According to CNN, the latest numbers show that there are 943,865 COVID-19 cases and 54,480 deaths in America. If testing were free, accessible, and reliable to everyone, what would the true numbers of COVID-19 be? Citizens are fighting a pandemic with inadequate information, supplies, and resources. We can’t wait; communities must work together to support citizens during this unprecedented crisis.
First step is participating in a discussion on the local impacts of COVID-19. Today from 4-6pm is the “Richmond Survives Covid-19: Strengthening Our Survival Strategies Together” zoom town hall. Participants include Ada Marisol Recinos (immigrant activist), Tamisha Walker (Safe Return Project), Michelle Chan (Richmond Progressive Alliance), Melvin Willis (CC & Alliance for Californians for Community Empowerment), Dawn Haney (#nobodyisdisposable Coalition), and myself.
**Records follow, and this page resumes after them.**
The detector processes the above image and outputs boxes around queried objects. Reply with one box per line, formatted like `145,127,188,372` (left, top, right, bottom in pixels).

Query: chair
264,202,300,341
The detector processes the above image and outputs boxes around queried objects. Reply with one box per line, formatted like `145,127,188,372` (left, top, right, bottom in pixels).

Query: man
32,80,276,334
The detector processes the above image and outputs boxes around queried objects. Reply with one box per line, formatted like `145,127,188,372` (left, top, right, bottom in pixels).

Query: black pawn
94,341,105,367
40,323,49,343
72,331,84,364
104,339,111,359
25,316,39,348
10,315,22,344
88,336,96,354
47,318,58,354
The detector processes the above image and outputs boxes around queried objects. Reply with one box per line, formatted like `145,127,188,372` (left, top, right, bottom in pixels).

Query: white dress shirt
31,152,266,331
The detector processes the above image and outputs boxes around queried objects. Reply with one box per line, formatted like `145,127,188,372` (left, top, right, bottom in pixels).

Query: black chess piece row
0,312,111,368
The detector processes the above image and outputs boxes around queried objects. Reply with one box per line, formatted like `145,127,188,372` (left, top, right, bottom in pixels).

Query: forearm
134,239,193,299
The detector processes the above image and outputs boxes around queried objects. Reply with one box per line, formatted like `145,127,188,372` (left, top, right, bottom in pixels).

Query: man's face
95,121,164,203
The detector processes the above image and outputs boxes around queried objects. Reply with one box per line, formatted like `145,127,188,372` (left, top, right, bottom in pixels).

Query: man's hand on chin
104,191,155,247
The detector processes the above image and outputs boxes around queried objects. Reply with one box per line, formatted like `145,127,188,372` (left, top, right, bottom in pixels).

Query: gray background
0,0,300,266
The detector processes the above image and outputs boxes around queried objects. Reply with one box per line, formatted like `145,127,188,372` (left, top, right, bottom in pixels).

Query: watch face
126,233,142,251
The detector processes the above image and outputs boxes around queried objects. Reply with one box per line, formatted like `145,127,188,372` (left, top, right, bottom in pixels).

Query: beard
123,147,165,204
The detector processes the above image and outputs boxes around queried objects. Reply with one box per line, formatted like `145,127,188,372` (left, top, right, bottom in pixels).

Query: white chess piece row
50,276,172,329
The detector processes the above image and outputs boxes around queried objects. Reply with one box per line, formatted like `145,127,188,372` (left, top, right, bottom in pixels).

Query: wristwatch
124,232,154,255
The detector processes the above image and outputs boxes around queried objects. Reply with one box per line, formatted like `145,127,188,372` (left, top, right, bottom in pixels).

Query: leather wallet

My focus begins on listening, identifying, and implementing the needs of residents through Richmond’s government structures and political processes. Basics such as shelter, food, healthcare, and education have to be addressed. From the CDC: “There were 3 different waves of illness during the pandemic, starting in March 1918 and subsiding by summer of 1919. The pandemic peaked in the U.S. during the second wave, in the fall of 1918. This highly fatal second wave was responsible for most of the U.S. deaths attributed to the pandemic.” We’re currently experiencing the first COVID-19 wave along with a rapid decline of an unequal economy. According to a Forbes, Tedros Adhanom Ghebreyesus (World Health Organization’s Director-General) stated in a briefing: “the worst is yet ahead of us.” What is the plan for the pandemic aftershocks? There’s no clear COVID-19 end and each possible wave exposes deficiencies within social safety nets.
In addition, there needs to be clear, concise, consistent, and focused initiatives supported by diverse coalitions. What topics can be broadly supported? Can there be consensus on the importance of shelter, food, healthcare, and education? For example, the city of Richmond is proposing a sewer rate increase during a pandemic and climbing unemployment rates. This is an additional financial burden on Richmond residents. Also, public comments on city matters have become virtual (due to COVID-19) and neglect consistent implementation of proper democratic procedures. Local government must shift and adjust priorities while building transparent trust.
Finally, what’s the final strategic plan for the future? How do we reimagine, rebuild, and strengthen programs that support core values that work for the community during/after this pandemic and economic downturn? COVID-19 exposes the weaknesses of our social structures. “Normal” is an inadequate option for providing stability and security for shelter, food, healthcare, and education.
Betty Reid Soskin: “What gets remembered is determined by who is in the room doing the remembering.” Strengthening survival strategies begins with one of many discussions. As we say in Richmond: “We Can Do It!”